Today the U.S. Supreme Court declined to review a law Arkansas passed in 2013 preventing most abortions after the twelfth week of pregnancy when a fetal heartbeat is detected.

The law was partially struck by a lower court in 2014; the Attorney General’s office petitioned the U.S. Supreme Court to review and reverse the lower court rulings against the law, but the Supreme Court has decided not to do so.

Specifically, the lower court rulings treated the provisions of the law dealing with informed-consent prior to an abortion as constitutional; however, the portions preventing most abortions after the twelfth week of pregnancy were ruled unconstitutional.

A hearing on the 2013 law at the U.S. Supreme Court would have set the stage for the court to reexamine past cases dealing with abortion, including Planned Parenthood v. Casey and Roe v. Wade—both of which we have written about here.

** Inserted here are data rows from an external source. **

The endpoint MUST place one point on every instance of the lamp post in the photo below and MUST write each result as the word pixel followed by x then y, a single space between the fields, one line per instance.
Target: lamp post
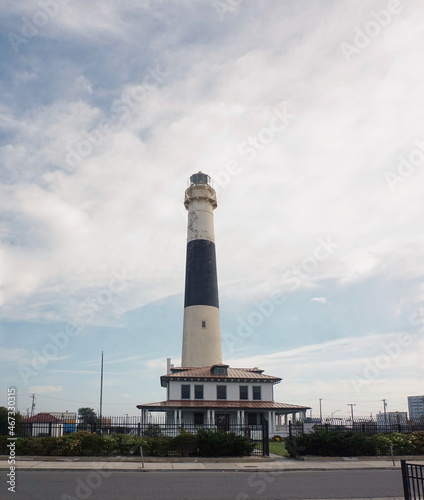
pixel 385 410
pixel 351 410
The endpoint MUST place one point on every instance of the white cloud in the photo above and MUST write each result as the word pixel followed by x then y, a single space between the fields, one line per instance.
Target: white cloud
pixel 320 300
pixel 45 389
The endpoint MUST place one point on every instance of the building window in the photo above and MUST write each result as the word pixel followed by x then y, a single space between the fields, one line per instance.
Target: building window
pixel 185 392
pixel 252 419
pixel 221 392
pixel 244 392
pixel 198 392
pixel 220 369
pixel 198 418
pixel 257 392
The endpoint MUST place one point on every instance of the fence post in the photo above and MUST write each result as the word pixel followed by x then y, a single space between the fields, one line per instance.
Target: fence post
pixel 406 491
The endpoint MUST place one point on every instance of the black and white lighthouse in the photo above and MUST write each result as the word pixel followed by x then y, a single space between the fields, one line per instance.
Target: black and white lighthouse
pixel 201 330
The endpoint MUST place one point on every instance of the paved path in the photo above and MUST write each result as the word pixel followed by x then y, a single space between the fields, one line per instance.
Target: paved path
pixel 278 464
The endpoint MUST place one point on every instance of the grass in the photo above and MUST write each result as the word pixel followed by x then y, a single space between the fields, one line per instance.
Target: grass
pixel 278 448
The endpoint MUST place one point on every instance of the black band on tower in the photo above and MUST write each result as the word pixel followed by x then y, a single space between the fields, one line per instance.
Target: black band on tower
pixel 201 287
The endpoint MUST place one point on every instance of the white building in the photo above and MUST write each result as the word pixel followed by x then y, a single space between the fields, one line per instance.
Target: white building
pixel 205 390
pixel 43 424
pixel 392 417
pixel 416 407
pixel 222 396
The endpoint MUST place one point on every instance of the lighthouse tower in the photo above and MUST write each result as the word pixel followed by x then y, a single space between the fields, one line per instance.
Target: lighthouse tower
pixel 201 330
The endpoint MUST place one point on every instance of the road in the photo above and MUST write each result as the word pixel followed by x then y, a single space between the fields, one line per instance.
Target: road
pixel 178 485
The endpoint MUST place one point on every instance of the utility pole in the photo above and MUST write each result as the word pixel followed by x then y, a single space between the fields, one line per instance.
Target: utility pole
pixel 101 394
pixel 385 411
pixel 351 409
pixel 32 405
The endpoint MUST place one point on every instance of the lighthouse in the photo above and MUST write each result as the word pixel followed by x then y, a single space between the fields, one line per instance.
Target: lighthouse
pixel 201 328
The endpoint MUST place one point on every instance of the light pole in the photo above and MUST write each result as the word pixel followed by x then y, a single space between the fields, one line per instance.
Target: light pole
pixel 351 409
pixel 385 411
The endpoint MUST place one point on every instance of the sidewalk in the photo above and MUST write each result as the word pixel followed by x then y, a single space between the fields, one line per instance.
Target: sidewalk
pixel 251 464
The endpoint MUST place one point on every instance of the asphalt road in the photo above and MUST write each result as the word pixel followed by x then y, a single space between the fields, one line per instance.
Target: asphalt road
pixel 178 485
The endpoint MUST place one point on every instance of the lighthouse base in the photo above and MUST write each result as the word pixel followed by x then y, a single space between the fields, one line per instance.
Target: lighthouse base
pixel 201 337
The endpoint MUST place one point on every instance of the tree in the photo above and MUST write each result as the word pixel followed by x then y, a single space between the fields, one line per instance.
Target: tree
pixel 87 415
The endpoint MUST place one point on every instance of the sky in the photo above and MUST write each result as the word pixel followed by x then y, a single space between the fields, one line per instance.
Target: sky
pixel 309 118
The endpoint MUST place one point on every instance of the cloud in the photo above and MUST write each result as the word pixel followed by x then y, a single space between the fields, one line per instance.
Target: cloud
pixel 45 389
pixel 320 300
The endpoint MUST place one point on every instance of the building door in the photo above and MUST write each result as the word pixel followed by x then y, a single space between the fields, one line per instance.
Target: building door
pixel 222 421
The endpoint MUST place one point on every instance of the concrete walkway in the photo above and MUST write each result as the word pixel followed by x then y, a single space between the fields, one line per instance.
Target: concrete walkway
pixel 251 464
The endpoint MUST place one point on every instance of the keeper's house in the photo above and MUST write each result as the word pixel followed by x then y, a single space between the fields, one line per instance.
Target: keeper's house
pixel 222 396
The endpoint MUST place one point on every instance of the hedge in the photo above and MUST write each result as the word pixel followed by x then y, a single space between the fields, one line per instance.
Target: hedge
pixel 205 443
pixel 341 444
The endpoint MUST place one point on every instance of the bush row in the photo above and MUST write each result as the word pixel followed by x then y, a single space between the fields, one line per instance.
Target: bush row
pixel 339 444
pixel 204 443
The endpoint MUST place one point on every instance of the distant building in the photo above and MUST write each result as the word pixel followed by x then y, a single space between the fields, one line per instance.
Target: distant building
pixel 68 419
pixel 43 424
pixel 416 407
pixel 392 417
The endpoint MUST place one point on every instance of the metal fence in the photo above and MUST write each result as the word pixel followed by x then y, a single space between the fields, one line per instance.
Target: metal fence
pixel 257 434
pixel 413 481
pixel 364 425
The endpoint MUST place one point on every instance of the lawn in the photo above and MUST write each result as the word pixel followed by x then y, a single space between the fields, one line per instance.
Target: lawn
pixel 278 448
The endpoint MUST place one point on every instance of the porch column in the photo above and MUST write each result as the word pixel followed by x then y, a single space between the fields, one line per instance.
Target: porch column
pixel 272 422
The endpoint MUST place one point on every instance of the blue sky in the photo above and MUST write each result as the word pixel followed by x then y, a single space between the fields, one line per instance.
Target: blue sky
pixel 307 115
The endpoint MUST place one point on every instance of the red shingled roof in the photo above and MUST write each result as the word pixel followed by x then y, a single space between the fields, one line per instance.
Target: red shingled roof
pixel 248 405
pixel 205 372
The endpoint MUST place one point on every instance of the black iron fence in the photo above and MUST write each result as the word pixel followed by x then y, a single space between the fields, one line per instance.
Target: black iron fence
pixel 364 425
pixel 413 481
pixel 257 434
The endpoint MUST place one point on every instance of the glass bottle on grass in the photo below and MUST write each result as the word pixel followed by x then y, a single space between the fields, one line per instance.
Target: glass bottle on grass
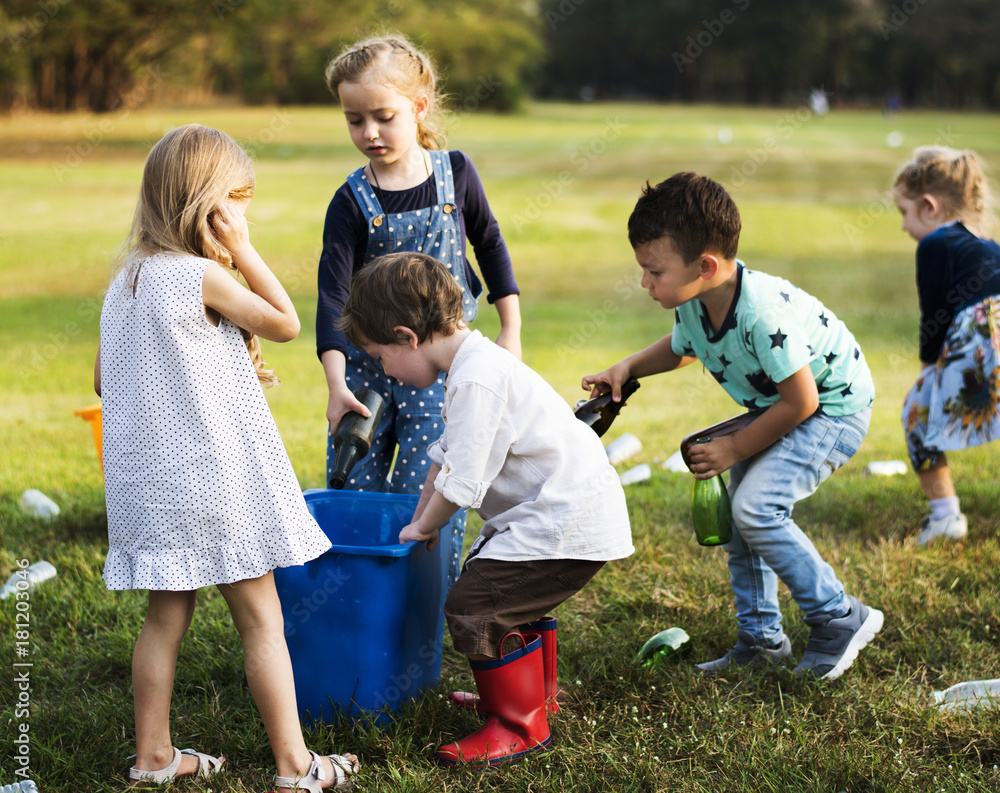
pixel 354 437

The U.S. Supreme Court cannot ignore this issue forever. The “viability rule,” which makes it difficult for states to regulate abortion procedures prior to the point an unborn baby becomes “viable,” was established in the Casey decision. It is, as Attorney General Rutledge argued, an arbitrary rule and lacks a firm foundation. As state laws and advances in medical science continue, the “viability rule” will be challenged. Eventually, the U.S. Supreme Court will have to reevaluate it. For now, however, the U.S. Supreme Court has chosen not to do so.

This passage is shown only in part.